Top golfer Gaganjeet Bhullar lodged a complaint against Emirates Airlines for delaying his bags, which he said affected his game.
Jehangir Gai tells us what happened next.
Gaganjeet Bhullar, a professional golf player, won nine national-level tournaments and also represented India in Asian and world-level championships.
He was ranked fifth in Asia and 159th in the world. He endorsed various brands. His contracts with them required him to use their equipment and clothing, or else face liability claims.
On February 17, 2014, Bhullar flew on an Emirates Airlines flight from Johannesburg to Mumbai via Dubai to play in the Louis Philippe Cup in Mumbai.
The flight landed in Mumbai at 1700 hours, but his baggage was missing. He was told it would arrive by the next flight.
Although he waited for three hours at the airport, the baggage did not arrive. Without his golfing equipment, he could not participate in the tournament and hence lost the opportunity to win the prize money of Rs 1.5 crore (Rs 15 million).
Bhullar also missed his practice for the next tournament in Casablanca. His baggage was finally traced and delivered on February 20, 2014.
On March 10, 2014, Bhullar flew in the business class of Emirates Airlines from Delhi to Casablanca via Dubai to participate in the Trophy Hassan II tournament, in which the prize money was 1.5 million euros.
His golf kit was once again not loaded on the same flight.

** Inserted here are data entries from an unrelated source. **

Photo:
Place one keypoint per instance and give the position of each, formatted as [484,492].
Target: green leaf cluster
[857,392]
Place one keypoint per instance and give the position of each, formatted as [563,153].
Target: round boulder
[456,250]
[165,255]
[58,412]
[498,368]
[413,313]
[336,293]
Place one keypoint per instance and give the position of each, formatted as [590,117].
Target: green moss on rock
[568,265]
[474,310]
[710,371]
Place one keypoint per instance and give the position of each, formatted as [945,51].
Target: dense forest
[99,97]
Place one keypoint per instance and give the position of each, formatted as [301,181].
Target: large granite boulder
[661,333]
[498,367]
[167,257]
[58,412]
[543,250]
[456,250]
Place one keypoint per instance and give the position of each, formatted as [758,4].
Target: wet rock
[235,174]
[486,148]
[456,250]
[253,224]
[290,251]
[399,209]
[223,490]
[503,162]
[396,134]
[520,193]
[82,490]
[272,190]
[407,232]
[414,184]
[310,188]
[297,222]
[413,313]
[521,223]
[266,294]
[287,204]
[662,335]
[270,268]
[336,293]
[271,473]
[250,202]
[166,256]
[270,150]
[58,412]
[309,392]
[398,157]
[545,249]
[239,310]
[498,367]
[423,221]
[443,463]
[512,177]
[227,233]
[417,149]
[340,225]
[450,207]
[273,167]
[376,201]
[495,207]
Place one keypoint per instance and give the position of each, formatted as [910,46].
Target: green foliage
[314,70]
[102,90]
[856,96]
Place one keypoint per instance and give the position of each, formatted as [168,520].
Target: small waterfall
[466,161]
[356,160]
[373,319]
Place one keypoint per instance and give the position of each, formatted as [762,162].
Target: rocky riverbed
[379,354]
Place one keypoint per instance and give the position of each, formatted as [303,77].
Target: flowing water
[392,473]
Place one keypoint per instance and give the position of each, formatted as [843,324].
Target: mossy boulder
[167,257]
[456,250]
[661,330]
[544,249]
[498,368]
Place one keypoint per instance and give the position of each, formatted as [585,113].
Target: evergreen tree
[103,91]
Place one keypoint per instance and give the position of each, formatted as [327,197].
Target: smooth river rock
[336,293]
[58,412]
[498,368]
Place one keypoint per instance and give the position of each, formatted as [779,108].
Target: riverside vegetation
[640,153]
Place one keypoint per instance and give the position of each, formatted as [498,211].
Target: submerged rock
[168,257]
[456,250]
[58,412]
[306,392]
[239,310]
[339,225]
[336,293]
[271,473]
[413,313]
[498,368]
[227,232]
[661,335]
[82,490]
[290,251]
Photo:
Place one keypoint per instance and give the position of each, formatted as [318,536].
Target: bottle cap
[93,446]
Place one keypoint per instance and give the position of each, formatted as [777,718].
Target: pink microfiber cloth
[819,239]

Part of the luggage was delivered on the day after landing, but his clothing worth Rs 100,000, which had to be worn according to the contract with Titleist and Footjoy, was lost.
This caused him anxiety and stress. He could not concentrate on his game and his performance was adversely affected.
Bhullar had a legal notice issued to the airline for gross deficiency in service and demanded compensation. Since the airline did not respond, he filed a complaint before the National Commission.
The airline contested the complaint. It stated that Bhullar had checked in two bags weighing 42 kg altogether, one of which was lost.
The airline stated that the baggage handling procedure was the same for all passengers, including those flying business class.
It relied on the provisions of the Carriage by Air Act, 1972 (amended in 2009), which restricted an airline's maximum liability to SDR (Special Drawing Right) 1,000 for loss, destruction, delay, or damage to baggage unless a special declaration of value was made at the time of booking or check-in.
The airline stated that it was willing to pay SDR 1,000, provided Bhullar produced proof of the value of the lost baggage.
The National Commission observed that the claim of Rs 1.5 crore for loss of prize money was hypothetical and exaggerated.
As regards the claim for mental tension, the Commission noted that Bhullar had done well on the first day, but subsequently, his performance was not good.
It concluded that there was no substance in Bhullar's contention that his performance was adversely affected due to mental tension.
The Commission also refused to award any compensation to Bhullar for the alleged breach of agreement in using the equipment and clothing of Titleist and Footjoy, as he had not produced any evidence to show the company had taken any action for the purported violation.
In its order of September 15, 2023, delivered by Justice Ram Surat Ram Maurya for the bench along with Bharatkumar Pandya, the National Commission directed Bhullar to submit proof of the value of the lost baggage and ordered the airline to pay compensation up to SDR 1,000 as provided under the Carriage by Air Act, along with 9 per cent interest from April 2014 onwards.
Jehangir B Gai is a consumer activist.